Reputation: 35
I am currently using Apache Spark 2.1.1 to process an XML file into a CSV. My goal is to flatten the XML but the problem I am currently facing is unbounded occurrences of elements. Spark automatically infer these unbounded occurrences into array. Now what I want to do is explode an array column.
Sample Schema
|-- Instrument_XREF_Identifier: array (nullable = true)
| |-- element: struct (containsNull = true)
| | |-- @bsid: string (nullable = true)
| | |-- @exch_code: string (nullable = true)
| | |-- @id_bb_sec_num: string (nullable = true)
| | |-- @market_sector: string (nullable = true)

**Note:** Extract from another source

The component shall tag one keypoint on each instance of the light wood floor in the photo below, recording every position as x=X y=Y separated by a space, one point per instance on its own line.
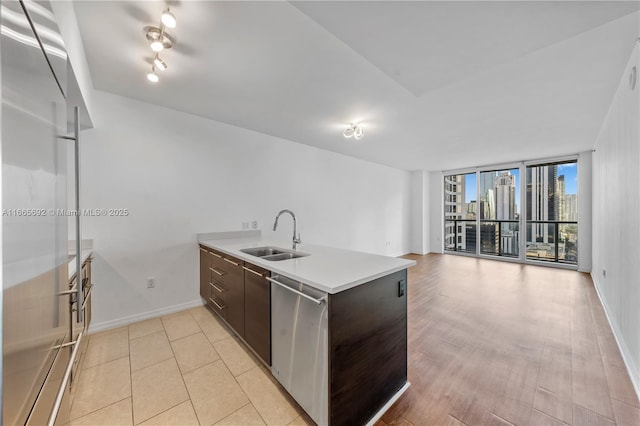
x=503 y=343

I know I can explode the array by this method
result = result.withColumn(p.name, explode(col(p.name)))
which will produce multiple rows with each array value containing struct. But the output I want to produce is to explode it into multiple columns instead of row.
Here is my expected output according to the schema I mentioned above:
Lets say that there are two struct values in the array.
bsid1 exch_code1 id_bb_sec_num1 market_sector1 bsid2 exch_code2 id_bb_sec_num2 market_sector2
123 3 1 13 234 12 212 221
Upvotes: 2
Views: 2620
Reputation: 27373
suppose Instrument_XREF_Identifier
is a column of type array<struct<..>>
, then you have to do it in two steps:
result
.withColumn("tmp",explode(col("Instrument_XREF_Identifier")))
.select("tmp.*")
This will give you a column for each of the struct elements.
There seems not to be a way to do it in 1 select/withColumn statement, see Explode array of structs to columns in Spark
Upvotes: 2